I am using DataFrame.apply()
to calculate a new “Metric” column by taking an existing integer categorical column and looking up the integer in a list, i.e., indexing into the list. It works fine when I use list comprehension, but when I use DataFrame.apply()
, I get an error about the integer being used as an index is not an integer.
When I set the Spyder parameter to enter debug after an error, it places the program counter on the apply
statement. I queried the intermediate results and confirmed that what should be an integer becomes a float.
Here is the test code:
import numpy as np
import pandas as pd
import seaborn as sns # Generates 3-tuples in original application
nObservations = 4 # Number of rows
nIntCategory = 4 # Number of categories in the categorical integer column
dfObservations = pd.DataFrame()
# Categorical data column
dfObservations['IntCategory'] = np.random.randint(nIntCategory,size=nObservations)
# IntCategory
# 1
# 0
# 3
# 2
# Table to look up "Metric" value based on "IntCategory"
Cat2metric = np.random.random(nIntCategory)
# array([0.02190873, 0.9570024 , 0.34785749, 0.13852149])
# Create the "Metric" column via table lookup in Cat2metric
# Whether to use apply instead of list comprehension
ifUseApplyNotComprehension = True
if ifUseApplyNotComprehension: # Creates error in the comment below
dfObservations['Metric'] =
dfObservations.apply( lambda row: Cat2metric[ row.IntCategory ] , axis=1 )
# Index error [1]: list indices must be integers or slices,
# not numpy.float64
else: # No errors
dfObservations['Metric'] =
[ Cat2metric[i] for i in dfObservations.IntCategory ]
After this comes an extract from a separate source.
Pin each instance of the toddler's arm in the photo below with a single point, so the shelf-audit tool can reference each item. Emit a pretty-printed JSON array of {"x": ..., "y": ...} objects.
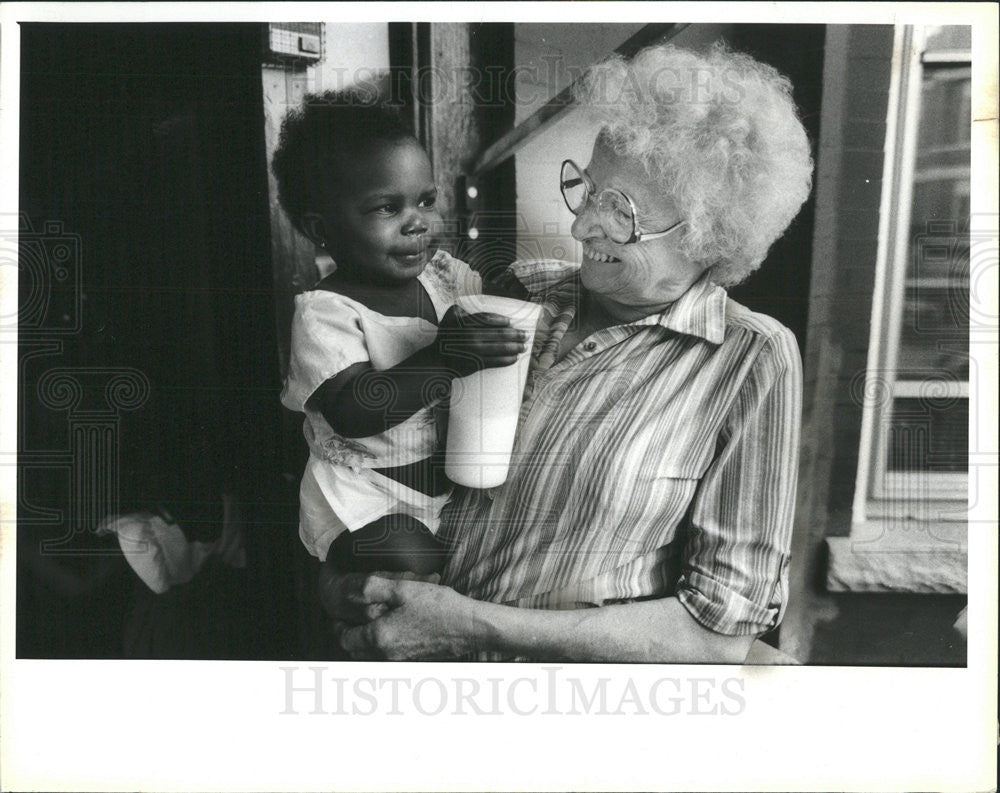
[{"x": 361, "y": 401}]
The data is randomly generated, so it varies from trial to trial, but here is an example of what happens when I query the index row.IntCategory
in the above apply
loop. It returns a float!
row.IntCategory # Returns 3.0
The apply
loop can be made to work by coercing the index into an integer, i.e., int(row.IntCategory)
.
In this situation, why does the numerical data type change in an apply
loop? It can represent a signifcant detour to track down.
The explanations I found here, here, and here all point to upcasting if the columns contain a mix of numerical types, but that’s not the situation here.
P.S. This is not a question of performance. I’ve read about avoiding apply
if possible. I am seeking the most readable solution, as explained here. Also, the code above is just for troubleshooting. It doesn’t represent the actual code that led to this behaviour.